Comment by Alifatisk 1 day ago

Bummer. I fell for clickbait as usual.

Comment by cute_boi 1 day ago

I just flagged this post. With AI i can write in 1 day, so what is the point here....?

Comment by chadgpt3 1 day ago

Flagged for misleading title, since you admitted to using AI.

Comment by rajhphuyal 1 day ago

Great work on such a technically challenging project.

Comment by sharpfuryz 1 day ago

Have you considered rewriting it in Rust? Not for any technical reason (I say it reflexively now)

Comment by martiano 1 day ago

Not really, but it would be fun.
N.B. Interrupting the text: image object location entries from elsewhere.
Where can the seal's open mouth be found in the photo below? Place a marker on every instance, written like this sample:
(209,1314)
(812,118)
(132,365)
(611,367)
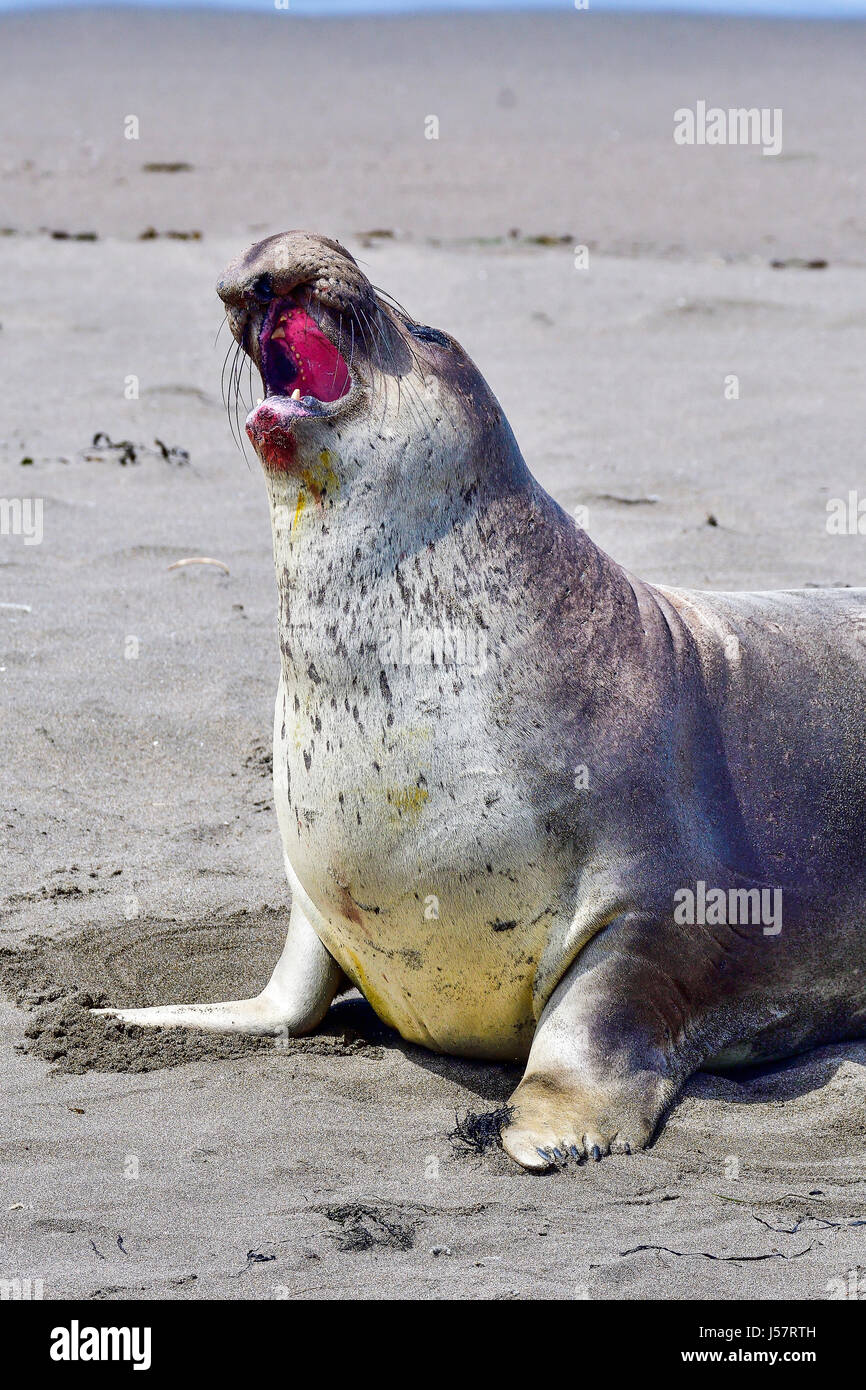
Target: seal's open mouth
(303,373)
I really like Rust as well

Comment by ddtaylor 1 day ago

HN ongoing support and disdain for AI is perplexing.

Comment by brianolson 1 day ago

yup. me too. once upon a time that was a 2 week assignment in graphics class in college

Comment by py93 1 day ago

Very cool!

Comment by deadbabe 1 day ago

I think these kind of projects fail to impress these days, with or without AI.

You need a second order effect, like “I did X using this thing I built Y”, where X is the actual impressive part and the Y is just an implementation detail. Maybe like that Roman Empire Names thing.

Comment by itsthecourier 1 day ago

for the love of the game, very refreshing good ol' coding

Comment by throwpoaster 1 day ago

Nice, I once built a ray tracer without using an SQL database.